The sheer justification that the study has credence since its findings and estimates are in convergence with another study is baffling, defies logic and highlights the bias with which the article has been written, it added.
The media reports further claim that “experts believe India’s civil registration system is vulnerable to gaps. The current civil registration system has little interoperability with health information systems, there is potential for gaps in recording of deaths”.
It is reiterated that the government has followed a transparent approach regarding Covid data management and a robust system of recording all deaths caused by the viral disease already exists, the statement said.
In order to avoid inconsistency in the number of deaths being reported, the Indian Council of Medical Research (ICMR) has issued the “Guidance for appropriate recording of COVID-19 related deaths in India” for correct recording of all deaths in accordance with the ICD-10 codes recommended by the World Health Organization (WHO), it said.
The dates of COVID-19 cases and deaths are being put in the public domain on a daily basis since the outbreak of the pandemic and similarly, the states are releasing regular bulletins with all details, which are also in the public domain, the ministry said.

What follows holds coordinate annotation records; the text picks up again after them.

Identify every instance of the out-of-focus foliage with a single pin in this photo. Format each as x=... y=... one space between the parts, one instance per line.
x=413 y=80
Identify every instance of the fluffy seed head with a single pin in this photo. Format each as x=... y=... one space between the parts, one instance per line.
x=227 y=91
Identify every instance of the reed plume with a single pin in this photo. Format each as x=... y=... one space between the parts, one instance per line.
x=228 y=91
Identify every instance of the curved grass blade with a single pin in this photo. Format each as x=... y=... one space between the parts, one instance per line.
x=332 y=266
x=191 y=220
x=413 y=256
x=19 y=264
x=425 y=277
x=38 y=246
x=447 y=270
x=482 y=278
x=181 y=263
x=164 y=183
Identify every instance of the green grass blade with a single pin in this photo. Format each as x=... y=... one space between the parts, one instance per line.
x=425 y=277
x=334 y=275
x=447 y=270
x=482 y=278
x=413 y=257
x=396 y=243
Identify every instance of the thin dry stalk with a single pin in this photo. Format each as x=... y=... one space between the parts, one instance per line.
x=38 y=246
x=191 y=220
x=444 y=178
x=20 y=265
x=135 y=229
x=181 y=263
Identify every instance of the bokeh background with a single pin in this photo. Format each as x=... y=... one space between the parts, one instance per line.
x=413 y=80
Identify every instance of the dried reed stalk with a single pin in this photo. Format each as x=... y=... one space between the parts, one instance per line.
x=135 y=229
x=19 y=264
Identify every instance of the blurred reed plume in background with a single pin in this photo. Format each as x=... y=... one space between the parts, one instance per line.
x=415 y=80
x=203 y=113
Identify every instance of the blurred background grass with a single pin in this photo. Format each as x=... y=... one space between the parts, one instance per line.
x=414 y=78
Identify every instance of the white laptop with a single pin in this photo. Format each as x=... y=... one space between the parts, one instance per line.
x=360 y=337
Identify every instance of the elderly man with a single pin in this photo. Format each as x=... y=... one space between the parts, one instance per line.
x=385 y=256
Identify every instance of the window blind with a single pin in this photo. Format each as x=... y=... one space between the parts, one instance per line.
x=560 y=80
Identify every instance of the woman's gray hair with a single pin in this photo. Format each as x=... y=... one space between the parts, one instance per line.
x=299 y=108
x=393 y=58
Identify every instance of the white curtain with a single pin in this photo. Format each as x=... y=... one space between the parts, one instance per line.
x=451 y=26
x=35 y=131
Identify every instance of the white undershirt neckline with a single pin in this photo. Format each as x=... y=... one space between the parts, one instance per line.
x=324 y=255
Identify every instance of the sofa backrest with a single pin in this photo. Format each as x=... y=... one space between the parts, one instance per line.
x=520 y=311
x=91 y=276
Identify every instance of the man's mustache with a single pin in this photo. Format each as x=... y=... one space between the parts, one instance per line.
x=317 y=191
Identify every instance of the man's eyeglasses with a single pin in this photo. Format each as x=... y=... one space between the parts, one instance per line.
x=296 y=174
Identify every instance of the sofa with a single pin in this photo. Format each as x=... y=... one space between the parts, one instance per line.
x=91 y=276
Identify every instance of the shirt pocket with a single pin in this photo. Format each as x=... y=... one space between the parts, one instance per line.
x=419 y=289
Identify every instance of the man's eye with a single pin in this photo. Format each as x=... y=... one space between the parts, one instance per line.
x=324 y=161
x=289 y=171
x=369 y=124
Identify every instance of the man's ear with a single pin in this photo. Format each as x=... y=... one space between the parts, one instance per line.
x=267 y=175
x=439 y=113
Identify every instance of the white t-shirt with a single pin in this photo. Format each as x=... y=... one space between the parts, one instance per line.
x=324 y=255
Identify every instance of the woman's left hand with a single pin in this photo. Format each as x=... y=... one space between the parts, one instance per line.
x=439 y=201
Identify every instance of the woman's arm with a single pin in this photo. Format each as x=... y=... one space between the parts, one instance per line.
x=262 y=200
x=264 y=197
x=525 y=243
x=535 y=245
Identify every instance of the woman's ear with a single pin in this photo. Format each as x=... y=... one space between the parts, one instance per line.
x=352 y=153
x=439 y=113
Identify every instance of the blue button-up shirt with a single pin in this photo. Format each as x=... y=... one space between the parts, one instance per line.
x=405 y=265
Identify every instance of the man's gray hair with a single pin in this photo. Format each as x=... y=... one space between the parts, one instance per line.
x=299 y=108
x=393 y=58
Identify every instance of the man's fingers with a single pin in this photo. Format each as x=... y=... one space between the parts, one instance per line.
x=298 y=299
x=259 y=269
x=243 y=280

It is an established fact that there shall always be differences in the number of deaths recorded during a profound and prolonged public health crisis such as the COVID-19 pandemic and well-conducted research studies on mortalities are usually done after the event, when data on mortalities are available from reliable sources, it said, adding that the methodologies for such studies are well established, the data sources are defined as also the valid assumptions for computing mortality.
In the case of an analysis of Covid mortality in India, it must be noted that there is an added push in the country to capture and report all deaths caused by the disease due to the entitlement to monetary compensation of the next of kin of every Covid victim, the ministry said.
The entire process is being continuously monitored by the Supreme Court, it pointed out.
“Therefore, likelihood of under-reporting of COVID deaths in the country is significantly less. Hence, the conclusion that the ‘undercount’ is due to reluctance or inability of families and local authorities is fallacious and far from the truth,” the ministry said.